In realtà quelle più arretrate non si riferiscono a un eventuale passeggero, ma servono al conducente quando deve affrontare lunghi tratti rettilinei a velocità sostenuta, in modo da offrire la minima resistenza aerodinamica.
La moto è agilissima e molto divertente da guidare. Come anticipato, andrà realizzato un forcellone più lungo per renderla un po’ meno nervosa, visto che così, ogni tanto, ci scappa qualche sbacchettata. Freni e sospensioni, poi, sono all’altezza di un motore davvero sorprendente per prestazioni ed erogazione. Questo bicilindrico, infatti, è capace di arrivare tranquillamente fino a 11.000 giri, senza tuttavia lamentare vuoti o incertezze nella sua fascia di utilizzo. Semmai, l’unico suo difetto consiste nell’elevato livello delle vibrazioni, che penalizza decisamente il comfort. Dal canto suo, la posizione di guida risulta più distesa rispetto al modello di serie, proprio come usava sulle cafe racer inglesi.
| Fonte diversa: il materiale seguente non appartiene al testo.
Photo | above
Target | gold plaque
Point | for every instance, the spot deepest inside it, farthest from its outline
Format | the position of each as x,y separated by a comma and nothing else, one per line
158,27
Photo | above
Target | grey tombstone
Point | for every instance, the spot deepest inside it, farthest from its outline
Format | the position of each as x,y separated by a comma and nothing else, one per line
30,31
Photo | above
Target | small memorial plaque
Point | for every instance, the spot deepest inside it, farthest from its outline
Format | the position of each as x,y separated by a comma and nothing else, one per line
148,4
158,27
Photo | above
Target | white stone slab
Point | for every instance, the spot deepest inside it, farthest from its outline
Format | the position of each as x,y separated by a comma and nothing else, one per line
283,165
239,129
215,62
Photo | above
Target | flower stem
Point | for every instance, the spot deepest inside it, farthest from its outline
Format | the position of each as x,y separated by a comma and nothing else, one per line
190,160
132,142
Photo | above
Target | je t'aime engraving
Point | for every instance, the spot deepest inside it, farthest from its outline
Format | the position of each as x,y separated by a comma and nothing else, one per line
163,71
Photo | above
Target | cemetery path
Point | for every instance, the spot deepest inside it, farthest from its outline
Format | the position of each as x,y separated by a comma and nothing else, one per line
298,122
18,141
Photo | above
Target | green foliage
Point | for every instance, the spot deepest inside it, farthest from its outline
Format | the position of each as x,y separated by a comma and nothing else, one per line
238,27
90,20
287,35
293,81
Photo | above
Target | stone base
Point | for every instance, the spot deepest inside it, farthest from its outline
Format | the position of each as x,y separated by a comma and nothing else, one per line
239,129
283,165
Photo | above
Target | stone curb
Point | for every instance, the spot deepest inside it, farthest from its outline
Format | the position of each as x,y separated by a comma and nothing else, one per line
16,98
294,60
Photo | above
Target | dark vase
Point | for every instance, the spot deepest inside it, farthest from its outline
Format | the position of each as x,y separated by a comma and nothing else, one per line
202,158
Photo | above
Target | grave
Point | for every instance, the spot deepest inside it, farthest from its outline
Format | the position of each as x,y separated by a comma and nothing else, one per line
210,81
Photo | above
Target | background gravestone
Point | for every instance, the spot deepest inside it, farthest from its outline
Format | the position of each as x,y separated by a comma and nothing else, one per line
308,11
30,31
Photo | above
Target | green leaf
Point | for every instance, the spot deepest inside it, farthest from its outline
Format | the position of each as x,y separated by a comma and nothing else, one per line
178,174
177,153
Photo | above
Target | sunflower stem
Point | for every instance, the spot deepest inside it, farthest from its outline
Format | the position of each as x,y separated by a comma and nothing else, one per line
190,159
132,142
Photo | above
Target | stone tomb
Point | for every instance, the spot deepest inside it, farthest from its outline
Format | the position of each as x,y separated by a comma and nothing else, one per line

Alessandro si è occupato personalmente della parte elettrica, compresi il grosso faro anteriore da 230 mm di diametro, che proviene da una Yamaha XJ 650, e gli strumenti del cruscotto, con il contagiri di una 851, il tachimetro di una Cagiva Alazzurra e una serie di spie a led ad alta luminosità.
L’imponenza del gruppo faro-cruscotto, infine, con l’aggiunta dell’appendice superiore in alluminio, serve anche per alleggerire un poco la pressione dell’aria che investe il conducente alle alte velocità che questo valido e bellissimo Pantah è senz’altro in grado di raggiungere.